Pouvons-nous sortir maintenant ?
Lorsque les écrans se rallumeront.
En 1979, le rockeur britannique John Otway a traversé une période difficile, alors il a eu une idée. Quelques copies aléatoires de son nouveau single seraient pressées sans chant, et si la vôtre en était une, il viendrait chez vous, s’installerait entre vos haut-parleurs aux côtés de Wild Willy Barrett, et chanterait le titre en direct.
Ce fut un désastre. Le pire des deux mondes.
Non seulement le disque que vous aviez acheté ne valait pas la peine d’être écouté, mais John et Willy, qui ont donné un style sobre à Iggy Pop, sautaient sur les tissus d’ameublement et faisaient peur aux animaux.
En tant qu’expérience visant à introduire les performances en direct dans les foyers, ce fut un désastre qui ne s’est jamais reproduit.
Des environnements différents
Et cela montre qu’il y a vraiment une différence fondamentale entre le divertissement à la maison et les sorties. Ce sont des environnements différents. L’un ne peut pas se transformer en l’autre, quelle que soit la qualité de votre système audio ou de votre installation de home cinéma. Même si les artistes viennent se produire pour vous personnellement, ce n’est pas la même chose.
Dans les discussions actuelles sur le streaming et le cinéma, mises en lumière par les mesures de confinement, on oublie de dire que nous aimons vraiment sortir.

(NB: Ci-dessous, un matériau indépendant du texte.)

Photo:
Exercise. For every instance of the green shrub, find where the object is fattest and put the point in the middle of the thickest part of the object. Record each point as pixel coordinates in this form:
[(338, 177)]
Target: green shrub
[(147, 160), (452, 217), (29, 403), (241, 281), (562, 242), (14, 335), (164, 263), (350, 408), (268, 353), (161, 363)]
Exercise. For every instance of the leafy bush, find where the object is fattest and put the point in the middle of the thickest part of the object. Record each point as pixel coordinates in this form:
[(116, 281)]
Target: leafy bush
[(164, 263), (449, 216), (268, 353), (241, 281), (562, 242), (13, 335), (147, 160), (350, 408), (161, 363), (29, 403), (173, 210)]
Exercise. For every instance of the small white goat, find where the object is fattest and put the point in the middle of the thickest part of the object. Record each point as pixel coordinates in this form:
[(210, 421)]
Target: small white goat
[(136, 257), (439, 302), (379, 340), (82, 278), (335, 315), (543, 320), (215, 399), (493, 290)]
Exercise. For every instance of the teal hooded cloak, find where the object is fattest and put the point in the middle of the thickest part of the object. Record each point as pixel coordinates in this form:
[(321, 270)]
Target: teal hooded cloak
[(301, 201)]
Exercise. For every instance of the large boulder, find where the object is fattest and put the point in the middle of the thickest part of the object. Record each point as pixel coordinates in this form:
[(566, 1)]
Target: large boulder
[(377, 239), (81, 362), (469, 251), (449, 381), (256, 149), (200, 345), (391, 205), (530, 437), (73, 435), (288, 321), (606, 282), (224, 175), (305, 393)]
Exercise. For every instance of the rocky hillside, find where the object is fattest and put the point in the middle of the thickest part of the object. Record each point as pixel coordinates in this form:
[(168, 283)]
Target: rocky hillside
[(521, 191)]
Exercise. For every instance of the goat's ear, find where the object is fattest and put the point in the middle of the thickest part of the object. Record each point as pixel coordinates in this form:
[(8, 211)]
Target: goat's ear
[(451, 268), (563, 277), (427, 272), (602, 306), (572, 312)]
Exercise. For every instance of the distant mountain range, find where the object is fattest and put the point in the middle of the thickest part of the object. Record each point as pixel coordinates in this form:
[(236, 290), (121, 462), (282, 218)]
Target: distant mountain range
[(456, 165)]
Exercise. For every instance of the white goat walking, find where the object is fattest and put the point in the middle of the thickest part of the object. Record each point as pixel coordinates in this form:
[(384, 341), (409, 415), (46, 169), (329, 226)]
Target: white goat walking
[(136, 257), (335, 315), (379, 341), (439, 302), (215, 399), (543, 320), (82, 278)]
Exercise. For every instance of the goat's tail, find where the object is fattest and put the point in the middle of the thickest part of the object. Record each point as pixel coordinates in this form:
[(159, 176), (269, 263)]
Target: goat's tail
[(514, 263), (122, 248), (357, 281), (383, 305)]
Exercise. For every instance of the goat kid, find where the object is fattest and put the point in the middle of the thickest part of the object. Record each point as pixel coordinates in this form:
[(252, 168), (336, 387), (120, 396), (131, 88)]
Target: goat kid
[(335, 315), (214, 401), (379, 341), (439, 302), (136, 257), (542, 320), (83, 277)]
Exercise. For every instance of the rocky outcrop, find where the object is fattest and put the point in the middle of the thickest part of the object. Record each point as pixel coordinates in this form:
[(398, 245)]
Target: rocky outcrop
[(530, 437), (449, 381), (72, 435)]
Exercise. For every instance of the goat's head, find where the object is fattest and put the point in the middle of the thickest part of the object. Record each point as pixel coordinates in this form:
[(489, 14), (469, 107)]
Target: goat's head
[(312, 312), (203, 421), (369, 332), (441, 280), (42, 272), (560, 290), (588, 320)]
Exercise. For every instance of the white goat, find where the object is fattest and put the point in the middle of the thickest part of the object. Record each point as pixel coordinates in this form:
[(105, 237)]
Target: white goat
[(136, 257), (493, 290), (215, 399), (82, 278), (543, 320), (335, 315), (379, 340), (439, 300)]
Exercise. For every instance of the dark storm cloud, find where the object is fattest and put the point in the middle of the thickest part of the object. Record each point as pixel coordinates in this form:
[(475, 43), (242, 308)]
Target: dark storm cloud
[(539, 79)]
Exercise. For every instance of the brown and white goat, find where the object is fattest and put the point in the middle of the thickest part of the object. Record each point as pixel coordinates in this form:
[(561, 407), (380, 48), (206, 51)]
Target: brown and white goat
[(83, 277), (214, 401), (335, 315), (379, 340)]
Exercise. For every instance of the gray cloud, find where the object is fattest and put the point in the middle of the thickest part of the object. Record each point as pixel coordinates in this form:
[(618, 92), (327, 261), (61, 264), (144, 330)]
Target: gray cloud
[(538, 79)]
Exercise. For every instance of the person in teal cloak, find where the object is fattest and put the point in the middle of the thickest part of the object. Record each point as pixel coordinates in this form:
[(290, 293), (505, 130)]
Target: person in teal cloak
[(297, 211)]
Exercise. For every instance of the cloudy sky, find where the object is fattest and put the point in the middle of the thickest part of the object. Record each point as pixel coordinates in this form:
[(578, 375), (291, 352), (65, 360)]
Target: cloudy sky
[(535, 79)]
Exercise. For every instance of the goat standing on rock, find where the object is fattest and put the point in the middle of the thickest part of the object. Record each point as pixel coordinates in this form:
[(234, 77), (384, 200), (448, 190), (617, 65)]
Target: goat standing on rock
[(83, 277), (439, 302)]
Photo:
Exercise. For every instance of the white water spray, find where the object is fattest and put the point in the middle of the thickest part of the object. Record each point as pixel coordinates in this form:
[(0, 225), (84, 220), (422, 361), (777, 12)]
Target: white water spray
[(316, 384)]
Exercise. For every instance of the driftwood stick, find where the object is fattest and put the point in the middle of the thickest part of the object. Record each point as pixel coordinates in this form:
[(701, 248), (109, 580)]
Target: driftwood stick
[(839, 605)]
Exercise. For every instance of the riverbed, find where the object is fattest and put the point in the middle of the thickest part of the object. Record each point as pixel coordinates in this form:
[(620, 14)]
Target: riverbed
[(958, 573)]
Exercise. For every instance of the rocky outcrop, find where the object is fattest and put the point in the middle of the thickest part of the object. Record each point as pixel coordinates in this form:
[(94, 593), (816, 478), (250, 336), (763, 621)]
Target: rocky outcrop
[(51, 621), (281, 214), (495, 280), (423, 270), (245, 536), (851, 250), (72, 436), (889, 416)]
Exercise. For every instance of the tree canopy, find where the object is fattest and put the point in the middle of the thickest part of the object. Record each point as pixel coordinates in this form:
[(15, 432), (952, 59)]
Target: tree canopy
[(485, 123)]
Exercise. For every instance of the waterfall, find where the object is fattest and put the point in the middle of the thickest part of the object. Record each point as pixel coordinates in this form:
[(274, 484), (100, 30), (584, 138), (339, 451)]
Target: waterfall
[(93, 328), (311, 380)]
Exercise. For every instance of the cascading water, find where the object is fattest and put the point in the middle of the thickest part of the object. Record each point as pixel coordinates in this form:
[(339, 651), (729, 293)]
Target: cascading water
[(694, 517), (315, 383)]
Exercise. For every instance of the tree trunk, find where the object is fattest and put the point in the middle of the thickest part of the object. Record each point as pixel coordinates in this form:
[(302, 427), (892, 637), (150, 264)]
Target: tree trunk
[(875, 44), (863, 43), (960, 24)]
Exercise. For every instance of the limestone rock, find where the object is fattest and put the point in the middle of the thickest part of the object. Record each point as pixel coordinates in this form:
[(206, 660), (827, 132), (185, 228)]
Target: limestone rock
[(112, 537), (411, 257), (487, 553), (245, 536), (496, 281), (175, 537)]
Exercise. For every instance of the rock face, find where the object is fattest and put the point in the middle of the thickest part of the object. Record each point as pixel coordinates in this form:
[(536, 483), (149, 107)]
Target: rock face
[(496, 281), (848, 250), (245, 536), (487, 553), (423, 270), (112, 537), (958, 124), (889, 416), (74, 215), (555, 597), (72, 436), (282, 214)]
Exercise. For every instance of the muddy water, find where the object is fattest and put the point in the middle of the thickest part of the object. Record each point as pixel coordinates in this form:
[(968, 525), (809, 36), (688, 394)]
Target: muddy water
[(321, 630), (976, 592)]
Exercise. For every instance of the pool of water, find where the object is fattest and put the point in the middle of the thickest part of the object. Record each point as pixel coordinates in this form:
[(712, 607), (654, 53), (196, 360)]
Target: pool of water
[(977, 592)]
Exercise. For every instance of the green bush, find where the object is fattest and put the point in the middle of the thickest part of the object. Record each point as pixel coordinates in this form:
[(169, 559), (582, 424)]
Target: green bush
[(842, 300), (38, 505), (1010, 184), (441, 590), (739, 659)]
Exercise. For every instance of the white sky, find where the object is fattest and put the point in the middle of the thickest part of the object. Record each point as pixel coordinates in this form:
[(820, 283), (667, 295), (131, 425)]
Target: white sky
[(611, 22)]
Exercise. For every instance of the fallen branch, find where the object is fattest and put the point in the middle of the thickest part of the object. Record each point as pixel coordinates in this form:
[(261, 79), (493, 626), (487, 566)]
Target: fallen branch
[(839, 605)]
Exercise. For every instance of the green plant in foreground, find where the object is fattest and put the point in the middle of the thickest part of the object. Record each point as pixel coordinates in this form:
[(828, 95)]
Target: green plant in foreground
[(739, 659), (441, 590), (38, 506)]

Et quels que soient nos efforts, nous ne pouvons pas reproduire l’expérience de la sortie sans sortir.
C’est pourquoi tout ce qui était censé causer la mort du cinéma (télévision, magnétoscope, câble, streaming et autres décodeurs) ne l’a pas fait disparaître. Peu importe que le contenu soit identique ; la sortie au cinéma a quelque chose de si spécial qu’elle ne peut être remplacée ni reproduite à la maison.
La plus grande expérience de vie de famille forcée
Nous vivons actuellement la plus grande expérience de vie de famille forcée que le monde ait connue, dans des foyers qui ont plus accès à plus de divertissements de qualité que quiconque pourrait imaginer consommer, mais que voulons-nous ? Nous voulons sortir.
Dès que nous sommes de nouveau en sécurité, nous voulons être parmi d’autres personnes, nous voulons les expériences partagées et les interactions sociales, nous voulons des environnements différents des nôtres et dont la différence est attrayante, parfois dangereuse. Et rien ni aucun lieu n’illustre cela aussi bien qu’un cinéma.
C’est le champ de bataille d’un guerrier de l’espace, le repaire d’un tueur en série, un enfant qui peut donner libre cours à son imagination.
Le cinéma amplifie la déception de l’amour perdu, met en valeur les phrases choc d’un comédien et nous fait une peur bleue. Il peut nous faire vivre ces émotions, ces émotions extraordinaires, parce que ce n’est pas notre salon. Son royaume, à l’instar de la chocolaterie de Willy Wonka, est un monde de pure imagination.
Les choses vont changer. Les business models s’adapteront, la période entre laquelle les films seront disponibles en salle et à la demande pourrait être réduite, et la crise actuelle accélérera et mettra à l’épreuve la viabilité de toutes ces choses. Mais lorsque les écrans se rallumeront, l’attrait fondamental du cinéma n’aura pas changé. Vous pourrez disposer de ce que vous voulez, même de l’artiste, dans votre salon, mais jamais de la magie.